昨年のことだが、依頼者の方が、大量に邦画のDVDを下さった。メインは成瀬巳喜男監督と黒澤明監督。成瀬監督は小津安二郎監督ほどは知られておらず、このDVDで初めて観たものばかりなのだが、実に素晴らしい映画がたくさんあって、感動している。

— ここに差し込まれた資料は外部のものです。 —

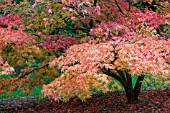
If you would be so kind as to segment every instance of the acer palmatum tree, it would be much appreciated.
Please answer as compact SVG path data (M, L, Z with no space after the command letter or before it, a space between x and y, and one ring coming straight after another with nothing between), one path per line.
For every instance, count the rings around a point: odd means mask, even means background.
M148 10L142 12L133 6L128 11L128 4L122 0L99 2L100 6L95 7L98 13L93 15L90 8L83 9L84 3L77 8L84 12L84 20L93 18L102 22L90 30L89 43L73 45L50 62L50 66L58 66L63 74L44 85L42 92L46 96L63 101L73 96L85 100L91 97L93 88L103 92L113 90L114 86L119 88L118 83L108 88L113 77L124 87L128 103L132 103L138 100L146 74L169 77L170 40L160 38L156 31L165 23L164 16ZM70 0L64 3L69 4L72 4ZM138 79L132 87L134 75Z
M72 96L84 100L91 97L92 88L108 91L113 77L123 85L128 103L132 103L138 99L146 74L169 77L169 47L170 40L155 37L133 43L119 38L105 43L73 45L64 56L50 62L50 66L58 65L63 74L45 85L43 93L56 100L67 101ZM138 75L134 88L133 75Z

「秋立ちぬ」「おかあさん」は全国の子どもたちに是非見てほしい名作だ。今は学校で映画上映などしないのだろうか。貧しいけれども人々は温かく、みながそれぞれ一生懸命に生きている。ああ、いいなあと素直に思う。上質な脚本で、どの台詞も選び抜かれ、どの人物にもリアリティがある。地道にしっとりとカメラはそれを映し出す。役者のちょっとした表情や仕草、舞台のしかけが無言のまま観客に多くのことを物語り、それが余韻につながるのだと思い至る。引き換え、今のドラマには動きやら台詞やらが多すぎる。

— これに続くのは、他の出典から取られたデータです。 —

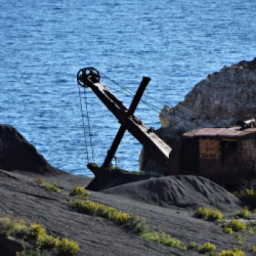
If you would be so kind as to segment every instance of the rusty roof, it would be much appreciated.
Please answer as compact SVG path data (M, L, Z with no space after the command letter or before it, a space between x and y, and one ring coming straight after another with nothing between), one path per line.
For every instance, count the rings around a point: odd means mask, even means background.
M195 129L183 135L184 138L238 138L244 137L255 137L256 128L248 128L241 130L241 127L229 128L201 128Z

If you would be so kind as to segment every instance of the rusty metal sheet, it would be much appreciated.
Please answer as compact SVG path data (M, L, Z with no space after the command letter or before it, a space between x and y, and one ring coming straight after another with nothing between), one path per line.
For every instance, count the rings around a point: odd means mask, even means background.
M202 128L186 132L184 138L243 138L256 137L256 128L239 130L240 127Z

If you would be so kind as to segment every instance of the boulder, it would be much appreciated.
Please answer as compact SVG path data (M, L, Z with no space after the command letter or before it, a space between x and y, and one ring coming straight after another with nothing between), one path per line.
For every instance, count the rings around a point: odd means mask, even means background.
M170 146L183 132L200 127L234 125L256 117L256 58L224 67L197 83L184 101L159 114L162 127L157 134ZM140 169L163 173L165 170L143 150Z
M0 168L45 174L61 172L49 165L15 128L6 124L0 124Z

昔の著名な俳優に接せられるのも大きな喜びである。「浮雲」(林芙美子原作)は大晦日に亡くなった高峰秀子の代表作である(「稲妻」にも主演)。「めし」(林芙美子原作)、「山の音」(川端康成原作)では上原謙と原節子が夫婦役を演じている。上原謙は二枚目だが大根と言われていて、たしかに何をやっても「上原謙」だ。それ以上に、姿勢が良くないのが残念である。立ち姿が決まらないうえ(役者は姿、声、演技と言われる)、ご飯を食べるときにテーブルに前かがみになるのが気になる。原節子は小津監督お気に入りの女優だが、何をやっても「原節子」という感じで、あまり表情が豊かな感じもしない。とはいえ、彼らは当時の典型的な美男美女なのである。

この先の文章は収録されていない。